Des millions de toits dans le monde
Cette forme d’approvisionnement bio et local tous azimuts est déjà en vogue dans le monde entier. Si suffisamment de surfaces urbaines étaient ainsi utilisées, on assisterait à un allègement considérable des voies de communication, à une réduction des émissions de carbone dues au transport et au traitement des aliments ainsi qu’à une stabilisation des échanges commerciaux traditionnels actuellement en surcharge. En Allemagne aussi on trouve des exemples d’agriculture urbaine : la ferme sur les toits de Berlin est un prestataire pour les nouveaux agriculteurs urbains qui apporte un soutien lors de l’installation de nouvelles structures ; quant aux fermes ECF Farmsystems, elles travaillent en combinant l’élevage de poisson à l’agriculture maraîchère. Néanmoins, tous les fournisseurs allemands conservent une taille relativement modeste, la pénétration du marché réussie par les Fermes Lufa n’a pas encore été atteinte.Mais bien qu’il apparaisse probant et pragmatique, le principe des serres sur les toits suscite également de nombreuses critiques. Les barrières auxquelles se heurte l’entrée sur le marché sont considérables à cause de l’énorme coût technologique que représentent les installations et les prix restent élevés pour les consommateurs.
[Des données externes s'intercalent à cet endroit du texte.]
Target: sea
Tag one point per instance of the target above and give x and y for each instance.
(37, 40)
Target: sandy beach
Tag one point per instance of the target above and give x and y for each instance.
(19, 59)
De fait, les légumes venus de pays lointains dans les supermarchés sont en partie beaucoup moins chers que les produits locaux. Ainsi, les produits cultivés en ville n’atteignent pas les catégories sociales qui bénéficient d’une aide à la subsistance. En raison de sa palette de produits limitée, cette nouvelle forme d’agriculture urbaine est plutôt utilisée à titre de complément ; il reste par conséquent des choses à optimiser dans ce domaine.
Le projet est néanmoins désormais lancé, des millions de toits dans le monde sont en friche pour être cultivés et une solution aux problèmes d’alimentation du 21è siècle peut être trouvée à travers ce concept de systèmes agricoles fermés en milieu urbain. Mais… un toit après l’autre.